Public school in Rome, New York, U.S.

The New York State School for the Deaf (NYSSD) was founded in Rome, New York, in 1874 by Alphonso Johnson, a graduate and former teacher of the NY Institution for the Deaf. The school now operates under the New York State Board of Regents.

==History==
Alphonso Johnson, a deaf graduate of the New York Institution for the Deaf and former teacher there founded a deaf school in Rome, New York in 1874 with the assistance of Rev. Thomas Gallaudet. The school opened in 1875 with four pupils, with Johnson as principal and teacher. The next year, the school began operating as the Central New York Institution for Deaf-Mutes. Within three years, attendance rose to 100 and more buildings began construction.

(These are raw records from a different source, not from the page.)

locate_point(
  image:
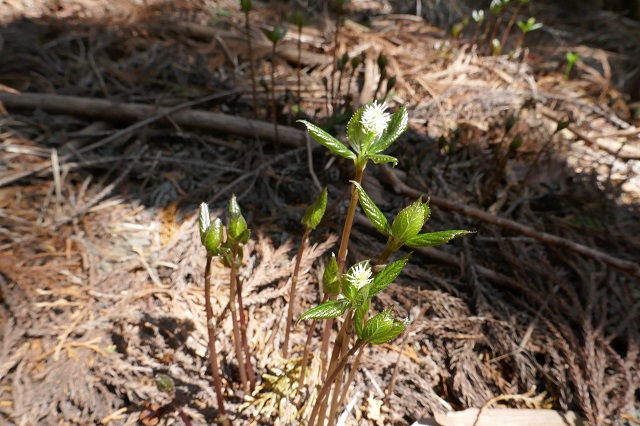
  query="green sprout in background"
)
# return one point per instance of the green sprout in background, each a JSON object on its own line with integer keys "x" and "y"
{"x": 245, "y": 6}
{"x": 572, "y": 57}
{"x": 274, "y": 35}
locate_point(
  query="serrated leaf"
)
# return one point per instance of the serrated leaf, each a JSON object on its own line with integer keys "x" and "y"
{"x": 372, "y": 211}
{"x": 435, "y": 238}
{"x": 330, "y": 277}
{"x": 328, "y": 141}
{"x": 314, "y": 213}
{"x": 387, "y": 275}
{"x": 381, "y": 159}
{"x": 397, "y": 126}
{"x": 377, "y": 326}
{"x": 329, "y": 309}
{"x": 408, "y": 222}
{"x": 396, "y": 329}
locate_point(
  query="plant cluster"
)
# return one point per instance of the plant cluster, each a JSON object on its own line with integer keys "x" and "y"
{"x": 348, "y": 290}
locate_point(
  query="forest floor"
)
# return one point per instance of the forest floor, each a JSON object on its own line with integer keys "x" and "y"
{"x": 101, "y": 267}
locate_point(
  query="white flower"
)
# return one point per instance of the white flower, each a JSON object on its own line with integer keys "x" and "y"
{"x": 360, "y": 274}
{"x": 374, "y": 118}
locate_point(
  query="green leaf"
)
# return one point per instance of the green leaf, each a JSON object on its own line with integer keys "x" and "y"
{"x": 372, "y": 211}
{"x": 213, "y": 238}
{"x": 435, "y": 238}
{"x": 396, "y": 329}
{"x": 378, "y": 326}
{"x": 314, "y": 213}
{"x": 359, "y": 316}
{"x": 356, "y": 134}
{"x": 328, "y": 141}
{"x": 330, "y": 277}
{"x": 204, "y": 220}
{"x": 397, "y": 126}
{"x": 387, "y": 275}
{"x": 237, "y": 223}
{"x": 408, "y": 222}
{"x": 164, "y": 383}
{"x": 381, "y": 159}
{"x": 329, "y": 309}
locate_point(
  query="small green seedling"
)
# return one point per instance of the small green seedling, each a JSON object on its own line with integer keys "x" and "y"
{"x": 572, "y": 57}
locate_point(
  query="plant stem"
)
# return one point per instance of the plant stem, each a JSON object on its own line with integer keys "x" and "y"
{"x": 254, "y": 95}
{"x": 342, "y": 259}
{"x": 292, "y": 293}
{"x": 234, "y": 320}
{"x": 245, "y": 343}
{"x": 305, "y": 353}
{"x": 213, "y": 355}
{"x": 348, "y": 224}
{"x": 352, "y": 373}
{"x": 340, "y": 348}
{"x": 327, "y": 384}
{"x": 299, "y": 65}
{"x": 274, "y": 105}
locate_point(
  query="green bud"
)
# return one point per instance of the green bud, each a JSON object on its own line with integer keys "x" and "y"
{"x": 213, "y": 238}
{"x": 204, "y": 220}
{"x": 238, "y": 231}
{"x": 164, "y": 383}
{"x": 382, "y": 61}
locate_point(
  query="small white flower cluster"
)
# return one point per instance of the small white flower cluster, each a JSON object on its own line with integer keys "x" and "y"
{"x": 360, "y": 274}
{"x": 375, "y": 119}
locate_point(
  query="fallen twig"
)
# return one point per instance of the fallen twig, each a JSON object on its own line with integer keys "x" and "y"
{"x": 513, "y": 226}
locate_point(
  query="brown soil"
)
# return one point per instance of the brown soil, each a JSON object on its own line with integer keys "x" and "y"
{"x": 101, "y": 268}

In 1887, the New York State Legislature appropriated funds for several buildings, including Gallaudet Hall, as it was later named. In 1931 the school became the Central New York School for the Deaf. In 1963, by act of the Legislature, the school became part of the New York State Education Department and underwent a further name change to New York State School for the Deaf. In the 1960s and 1970s, the state legislature passed bills to construct new buildings and expand the campus to 17 acres. Residential dorms were completed in 1969 and are still in use by about half of students.

==Organization==
Formerly a corporation, the school is a state operated agency and is now a part of the New York State Education Department and the New York State Board of Regents. It is governed by Title VI Special Schools and Instruction, article 88 of the NY State Code.

==Educational program==
NYSSD has programs for elementary education, middle school, high school, college prep, career prep and vocational education (in collaboration with Madison-Oneida BOCES), daily living skills, and fine arts. It also has a program for deaf infants.

==Athletics==
NYSSD competes in girls' and boys' soccer, basketball, and track, and in co-ed softball. It belongs to the New York State Public High School Athletic Association (NYSPHSAA), the Eastern Schools for the Deaf Athletic Association (ESDAA), and the public school North Country Athletic Conference (NCAC).